Second Year Aerospace Engineering student here.. maybe I can contribute to this. First of all, don't equate any athlete's desire for success in his/her sport with that of their academics. Understand that people care more about some things than they do about other things, and claiming that they're passion for success is uniformly distributed across all activities is simply too assumptive. In fact, anyone who has ever known a high-level athlete knows that contrary is more than often true. I attend Rutgers University - recent inductee into the Big 10 - and cannot count how many times I've heard of cases in which athletes devise tactics to absolve themselves of college's educational obligations. This is understandable to a degree when considering the enormous egos and expectations established by these athletes. It's hard to regress from the hot-shot high school life when college proposes so many new toys and ways to have fun - in such a case who'd wanna be bogged down by school work? I'm not saying it's reasonable to ignore school work as many athletes do, but it's not difficult to arrive at a set of reasons why they do. As a devoted scientist I hate to bring up anecdotal evidence to support my claim, but I went to school with Johnny Sebastian and Nick Suriano at Bergen Catholic. I'd interviewed Johnny and written an article on him for the HS newspaper. Both were exceedingly talented and hard-working wrestlers, and nonetheless friendly people. But neither were they outstandingly, nor even slightly, considered to be intelligent or hard-working students by their peers, simply because they had neither the time nor patience for school. That's the commitment one must make when participating in such a high-level sport, and such is the reason why I don't advocate that just anyone go into wrestling because it simply won't adequately gauge everyone's natural abilities and desires given the sacrifice required to be just decent at it. Anyhow, we shouldn't assume any greater intelligence of Pico just because he is freakishly good at wrestling and even freakishlierly humble ... on-camera that is. Anyhow, my point has been made there.
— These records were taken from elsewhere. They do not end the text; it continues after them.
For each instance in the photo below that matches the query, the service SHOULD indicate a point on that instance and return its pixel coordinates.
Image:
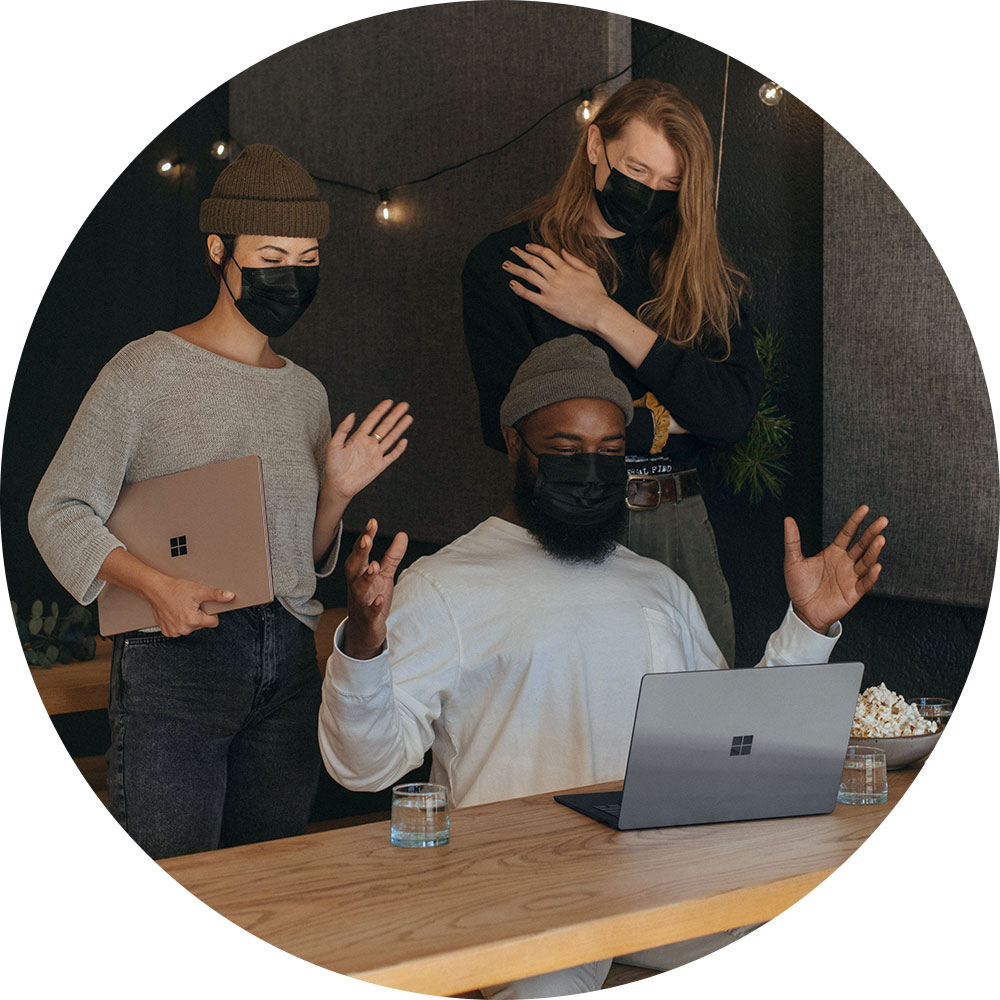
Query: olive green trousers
(680, 536)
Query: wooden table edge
(602, 938)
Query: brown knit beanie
(264, 193)
(565, 368)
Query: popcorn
(882, 712)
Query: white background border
(911, 86)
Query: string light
(384, 213)
(770, 93)
(167, 166)
(586, 108)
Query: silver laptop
(206, 524)
(715, 745)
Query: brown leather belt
(648, 492)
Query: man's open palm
(824, 587)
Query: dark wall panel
(392, 99)
(907, 412)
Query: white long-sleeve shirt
(520, 671)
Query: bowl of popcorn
(906, 731)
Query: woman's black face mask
(584, 488)
(629, 205)
(273, 298)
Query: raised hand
(354, 460)
(370, 587)
(826, 586)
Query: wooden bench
(83, 686)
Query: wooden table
(525, 886)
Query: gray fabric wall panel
(388, 100)
(907, 420)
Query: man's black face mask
(544, 511)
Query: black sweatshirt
(715, 401)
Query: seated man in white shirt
(516, 652)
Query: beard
(570, 543)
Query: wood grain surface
(525, 886)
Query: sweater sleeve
(81, 485)
(377, 718)
(713, 400)
(497, 335)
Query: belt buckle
(630, 492)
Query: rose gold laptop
(206, 524)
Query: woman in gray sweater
(213, 717)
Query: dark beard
(571, 543)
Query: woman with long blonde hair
(625, 251)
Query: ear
(594, 142)
(513, 441)
(216, 248)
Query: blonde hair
(696, 288)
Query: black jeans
(213, 734)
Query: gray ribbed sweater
(162, 405)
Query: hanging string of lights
(587, 105)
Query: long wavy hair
(696, 288)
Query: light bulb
(384, 212)
(770, 93)
(585, 110)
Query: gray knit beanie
(565, 368)
(265, 193)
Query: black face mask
(629, 205)
(273, 298)
(581, 489)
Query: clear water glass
(865, 779)
(419, 815)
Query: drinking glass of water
(419, 816)
(865, 780)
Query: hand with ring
(353, 460)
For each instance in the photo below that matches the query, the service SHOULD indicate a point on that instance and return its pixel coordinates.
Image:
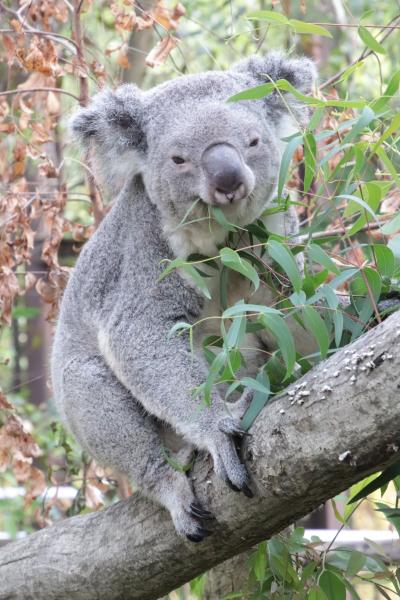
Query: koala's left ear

Secondly, I don't deny that Pico foregoing HS and College Wrestling in favor of freestyle will greatly strengthen his competitive vibe overseas. In his case, it may be the best option simply because he has proven himself as an international contender before that decision was made public. But the general notion that its always excusable for high-school phenoms to forego a pure high school and college education in favor of homeschooling is flawed, and the defense that one can just pick up a college degree with a side of fries afterwards is dismissive of blatant facts. First of all, quality education is almost always had in the physical presence of teachers and colleagues, in an academic environment that facilitates learning to the highest degree. You simply can't get that at home. I have no doubts(though I don't know for sure) that Pico's course load is greatly lessened because of his more immediate obligations, and that there isn't great emphasis placed on him actually understanding what was taught, as opposed to him just being able to run through the homework in time for practice. I have absolutely no proof of this, but it seems logical considering how truly difficult it would be to balance a full-time high school education, and a full-time wrestling career. Very few are able to handle even just one of the two. To assume that Pico is just as dedicated to education, which serves no direct purpose in the face of his wrestling success. as he is to wrestling is - to me - not the most rational conclusion.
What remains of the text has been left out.